A multi-front effort to create no-net-loss forest conservation policies in Maryland counties is challenging the development community to influence, understand and adapt to a varied and changing array of regulations.

Efforts to greatly expand the preservation of specimen trees in Howard County failed in January when the county executive vetoed the legislation and county counsellors defeated a veto override vote. But in Howard, Anne Arundel and other counties, debates continue about how to implement or even exceed state forest conservation laws in the face of environmental and development issues.

After months of consultations, Park and Planning officials in Montgomery County are slated to draft new, proposed forest conservation regulations in January. The regulatory review was sparked by calls from a coalition of environmental groups, headed by the Chesapeake Bay Foundation.
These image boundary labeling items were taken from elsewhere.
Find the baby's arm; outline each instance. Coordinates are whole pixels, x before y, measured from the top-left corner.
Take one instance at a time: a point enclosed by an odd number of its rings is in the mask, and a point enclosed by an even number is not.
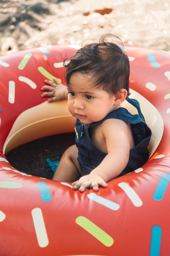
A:
[[[47,80],[44,81],[44,82],[48,85],[44,85],[41,90],[43,91],[48,91],[43,92],[41,97],[50,97],[48,100],[49,102],[67,99],[68,93],[66,87],[56,77],[53,77],[53,79],[54,82]]]
[[[110,119],[104,121],[100,128],[108,154],[89,174],[72,184],[73,189],[83,192],[93,188],[97,191],[99,186],[106,187],[106,182],[117,177],[127,165],[132,139],[129,125],[120,120]]]

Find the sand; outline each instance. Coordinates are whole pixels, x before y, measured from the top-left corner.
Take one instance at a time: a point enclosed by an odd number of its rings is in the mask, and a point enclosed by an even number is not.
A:
[[[170,51],[168,0],[1,0],[0,55],[26,49],[119,35],[125,45]],[[60,159],[75,135],[59,135],[7,155],[15,168],[51,178],[46,159]]]

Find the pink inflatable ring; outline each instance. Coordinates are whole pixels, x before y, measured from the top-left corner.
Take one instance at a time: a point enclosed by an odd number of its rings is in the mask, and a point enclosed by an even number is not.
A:
[[[94,193],[16,170],[5,154],[73,132],[66,101],[42,98],[46,78],[64,83],[64,56],[77,46],[47,47],[0,58],[0,254],[165,256],[170,254],[170,55],[126,47],[130,97],[152,130],[141,168]],[[125,102],[128,108],[128,103]],[[129,108],[133,112],[134,110]]]

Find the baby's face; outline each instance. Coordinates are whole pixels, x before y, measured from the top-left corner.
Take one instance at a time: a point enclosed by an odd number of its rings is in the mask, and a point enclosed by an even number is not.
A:
[[[115,108],[115,95],[94,87],[89,75],[73,73],[67,87],[68,106],[72,115],[86,124],[102,120]]]

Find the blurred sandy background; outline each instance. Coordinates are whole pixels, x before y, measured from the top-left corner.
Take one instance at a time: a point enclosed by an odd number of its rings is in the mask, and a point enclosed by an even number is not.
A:
[[[125,45],[170,51],[170,0],[0,0],[0,55],[105,33],[120,35]],[[15,168],[50,179],[46,159],[60,159],[75,136],[44,138],[7,157]]]
[[[1,55],[110,32],[125,45],[170,50],[170,0],[0,0],[0,12]]]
Park and Planning officials have been receptive to policy suggestions from everyone who has participated in public workshops, including representatives of the development and construction industries, said Matthew Wessel, Senior Director of Rogers Consulting and Chair of the Environmental Committee for the Maryland Building Industry Association. “They want to balance forest preservation with redevelopment and not disincentivize development projects, so I think we can come to a compromise.”

Reaching an agreeable compromise, however, will require county staff and legislators to resolve several thorny issues.
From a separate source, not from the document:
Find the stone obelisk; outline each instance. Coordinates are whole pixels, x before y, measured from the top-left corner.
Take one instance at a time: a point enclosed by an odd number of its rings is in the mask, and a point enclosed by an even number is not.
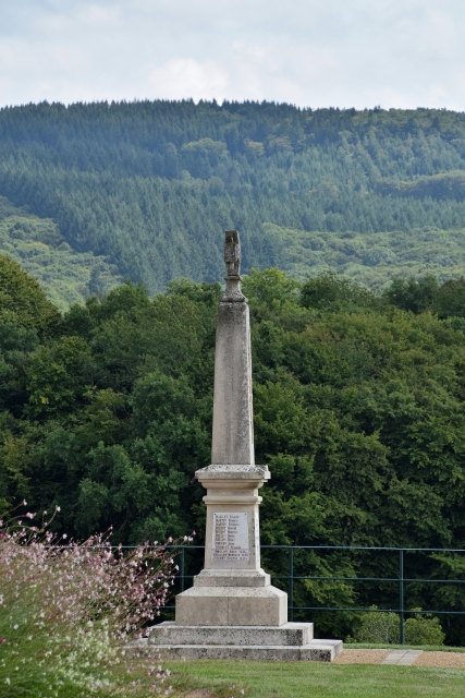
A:
[[[176,598],[176,624],[272,625],[287,621],[287,594],[260,568],[258,490],[270,478],[255,465],[250,328],[241,291],[241,244],[224,242],[227,287],[218,304],[211,466],[197,470],[207,489],[205,567]]]
[[[287,623],[287,594],[260,567],[250,329],[241,291],[241,244],[225,232],[225,290],[217,312],[211,465],[195,476],[207,490],[205,566],[176,597],[175,622],[150,629],[164,657],[331,661],[340,640],[314,640],[311,623]]]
“A major issue is what problem are we trying to solve here because there really isn’t a lot of forest loss going on in Montgomery County,” Wessel said.

County analysis of forest conservation concluded that Montgomery County lost 1,500 acres of forest from 1994 when the state forest conservation act was passed, to 2021. Of that amount, however, only 100 acres were lost in the last 10 years because current developments in the county tend to be redevelopment or infill projects, he said.

Addressing even that limited forest loss is challenging in a county with large areas of high-density development. One proposal before the county is to increase afforestation – namely, planting tree stands on property that hasn’t contained any forest for the last 50 years.

“Typically, the threshold for afforestation is 15 percent of your site becomes forest, which doesn’t make sense in downtown Bethesda or Chevy Chase,” Wessel said.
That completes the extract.